A poor diet during pregnancy may have dire implications for the future heart health of your child, suggests new animal research published Sunday in The Journal of Physiology.

Scientists studied the heart health of growing baby baboons whose mothers had been purposefully underfed during their pregnancy. They found that the hearts of baboons born to these mothers differed greatly from those fed a normal diet. Their hearts were generally misshapen, less efficient at pumping blood through each heart chamber and throughout the rest of the body, and appeared to age faster. Worse still, many of these changes could be seen by the time the baboons had reached their fifth birthday, which was the equivalent of a 20-year-old adult human, indicating how lasting the effects of a poor prenatal diet could be.

"Women's health during pregnancy is of fundamental importance to the lifetime health of their babies,” said the study's lead author Dr. Peter Nathanielsz, director of the Wyoming Pregnancy and Life Course Health Center at the University of Wyoming, in a statement. “Society must pay attention to improving women's nutrition before and during pregnancy to prevent these adverse outcomes in babies."

Nathanielsz and his team chose to work with baboons since they’re the animal whose hearts most closely resembles human's, particularly in how they develop over time.
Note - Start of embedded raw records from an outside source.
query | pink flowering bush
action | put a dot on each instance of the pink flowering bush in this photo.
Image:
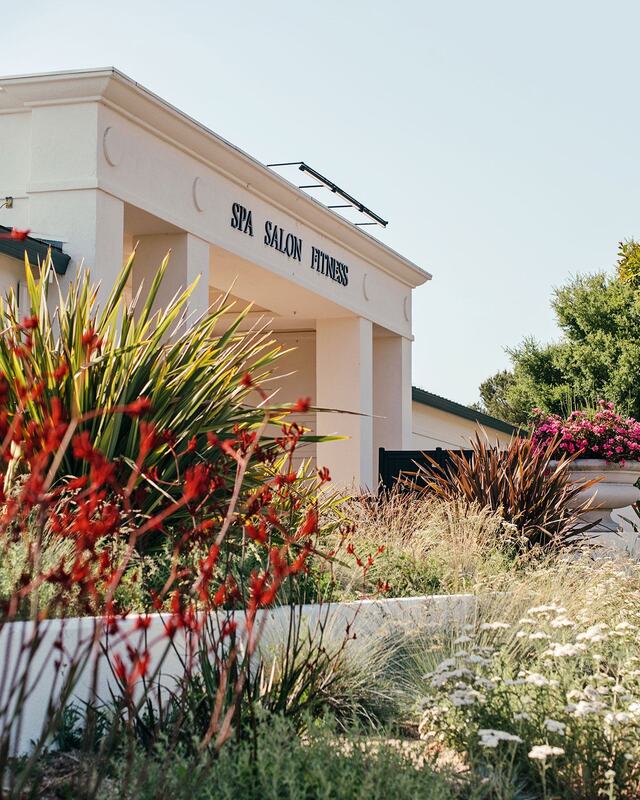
(591, 434)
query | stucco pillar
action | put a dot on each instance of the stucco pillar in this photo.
(344, 363)
(392, 424)
(90, 223)
(189, 260)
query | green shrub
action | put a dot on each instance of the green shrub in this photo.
(529, 485)
(277, 765)
(543, 693)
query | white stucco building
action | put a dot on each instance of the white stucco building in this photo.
(96, 163)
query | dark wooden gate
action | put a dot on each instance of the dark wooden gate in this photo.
(393, 465)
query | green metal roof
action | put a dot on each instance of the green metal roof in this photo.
(442, 404)
(36, 250)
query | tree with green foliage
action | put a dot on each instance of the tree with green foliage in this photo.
(597, 356)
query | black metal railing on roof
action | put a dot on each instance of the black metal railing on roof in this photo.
(401, 465)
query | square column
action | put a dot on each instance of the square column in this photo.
(90, 223)
(392, 424)
(344, 363)
(189, 259)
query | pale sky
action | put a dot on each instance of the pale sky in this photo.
(499, 138)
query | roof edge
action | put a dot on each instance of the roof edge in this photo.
(251, 171)
(36, 250)
(451, 407)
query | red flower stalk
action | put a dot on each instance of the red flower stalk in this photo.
(302, 405)
(16, 234)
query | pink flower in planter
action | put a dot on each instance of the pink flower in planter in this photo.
(594, 434)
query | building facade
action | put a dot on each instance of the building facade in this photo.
(97, 164)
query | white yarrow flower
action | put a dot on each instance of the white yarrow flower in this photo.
(540, 752)
(491, 738)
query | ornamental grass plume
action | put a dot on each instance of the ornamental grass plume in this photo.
(424, 546)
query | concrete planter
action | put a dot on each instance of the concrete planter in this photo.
(48, 669)
(611, 515)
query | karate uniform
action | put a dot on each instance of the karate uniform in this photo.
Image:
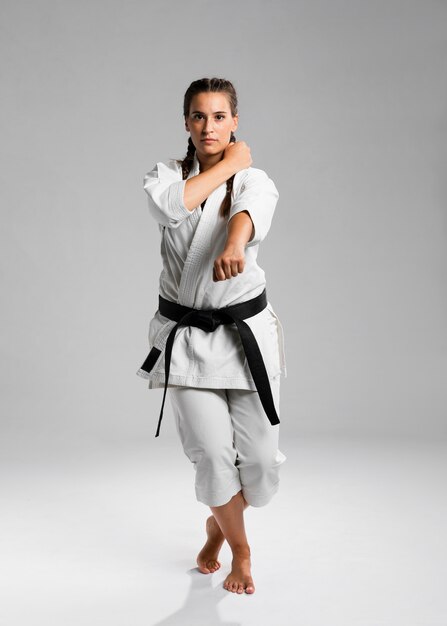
(190, 242)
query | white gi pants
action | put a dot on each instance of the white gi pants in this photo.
(230, 441)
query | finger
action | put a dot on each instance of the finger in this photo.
(235, 268)
(220, 275)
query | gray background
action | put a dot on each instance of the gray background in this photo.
(343, 104)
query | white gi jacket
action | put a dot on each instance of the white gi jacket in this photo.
(190, 242)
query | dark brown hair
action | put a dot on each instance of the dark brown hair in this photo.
(209, 85)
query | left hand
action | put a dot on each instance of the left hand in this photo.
(230, 263)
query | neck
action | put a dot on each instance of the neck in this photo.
(207, 161)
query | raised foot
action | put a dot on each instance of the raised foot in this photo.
(207, 557)
(239, 579)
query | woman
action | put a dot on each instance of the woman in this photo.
(224, 367)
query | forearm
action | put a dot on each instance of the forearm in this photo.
(199, 187)
(240, 229)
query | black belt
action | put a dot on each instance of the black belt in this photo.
(208, 320)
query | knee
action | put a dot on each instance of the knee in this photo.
(261, 462)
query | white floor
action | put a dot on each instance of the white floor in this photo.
(107, 534)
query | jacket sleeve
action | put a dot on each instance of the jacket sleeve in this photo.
(258, 195)
(165, 195)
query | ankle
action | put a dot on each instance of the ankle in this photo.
(241, 551)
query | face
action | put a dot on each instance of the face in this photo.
(210, 117)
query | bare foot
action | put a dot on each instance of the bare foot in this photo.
(207, 557)
(239, 579)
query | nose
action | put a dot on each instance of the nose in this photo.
(208, 126)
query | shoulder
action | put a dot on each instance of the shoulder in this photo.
(251, 177)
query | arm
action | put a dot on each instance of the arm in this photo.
(199, 187)
(258, 198)
(172, 200)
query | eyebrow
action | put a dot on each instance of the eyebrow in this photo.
(215, 112)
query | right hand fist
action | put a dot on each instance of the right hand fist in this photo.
(237, 153)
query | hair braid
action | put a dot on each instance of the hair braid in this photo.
(200, 86)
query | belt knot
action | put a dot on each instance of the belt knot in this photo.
(204, 319)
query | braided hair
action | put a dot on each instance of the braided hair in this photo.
(200, 86)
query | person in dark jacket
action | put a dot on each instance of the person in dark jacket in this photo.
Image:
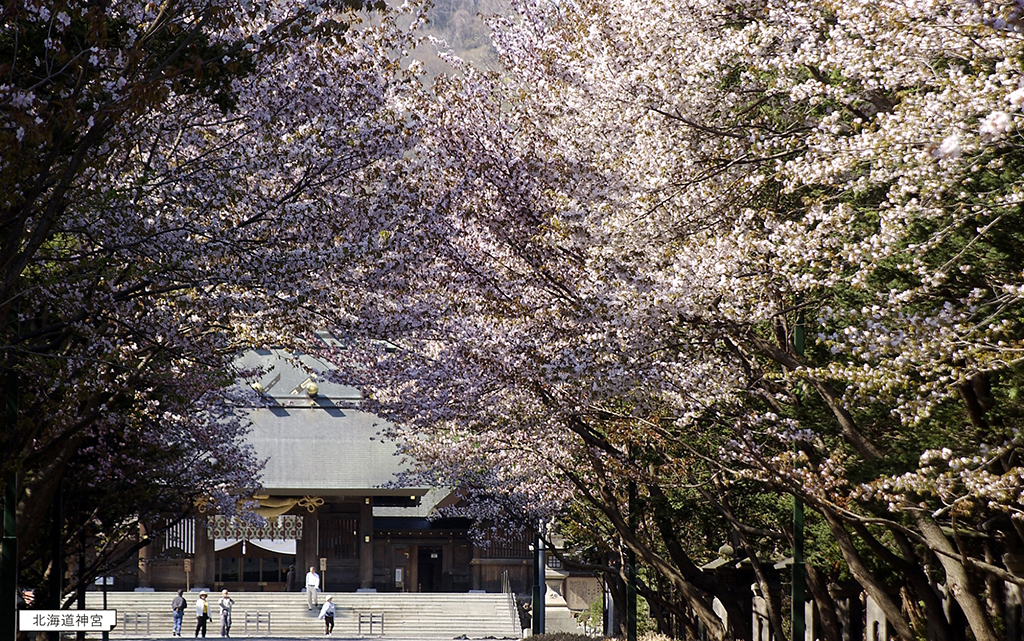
(202, 614)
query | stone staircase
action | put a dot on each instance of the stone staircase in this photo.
(406, 615)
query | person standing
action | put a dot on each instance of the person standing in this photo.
(202, 614)
(312, 585)
(178, 609)
(225, 604)
(327, 613)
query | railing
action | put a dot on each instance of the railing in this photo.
(372, 620)
(510, 598)
(258, 618)
(136, 618)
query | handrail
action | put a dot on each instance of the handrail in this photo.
(510, 598)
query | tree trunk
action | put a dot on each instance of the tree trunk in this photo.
(816, 582)
(957, 581)
(894, 614)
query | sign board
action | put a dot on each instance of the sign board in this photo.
(582, 591)
(67, 621)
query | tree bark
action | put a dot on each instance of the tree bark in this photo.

This sort of controlled experiment, while able to clearly demonstrate a clear cause-and-effect link between a mother’s diet and her child’s heart health later in life, would be impractical and unethical to perform in people otherwise.

The undernourished baboons were fed a diet that was 30 percent less nutritionally fulfilling than control baboons were, roughly approximating the type of malnourishment that many human mothers unfortunately experience in the poorer areas of the world, even within wealthier countries such as the United States and the UK. The team then analyzed their offsprings’ hearts regularly as they aged using MRI scans.

According to Nathanielsz, the type of heart changes seen in the animals would undoubtedly amount to a greater risk of chronic health problems, such as heart disease, stroke, and diabetes, in people. Elsewhere, human research has routinely shown that poverty, malnutrition, and poor health are ultimately tied to one another.

By better understanding the exact effects of a mother’s diet on her children’s future heart health, though. Nathanielsz’s team hopes that doctors can someday tailor early life or prenatal interventions to prevent or slow down age-related heart issues in vulnerable children.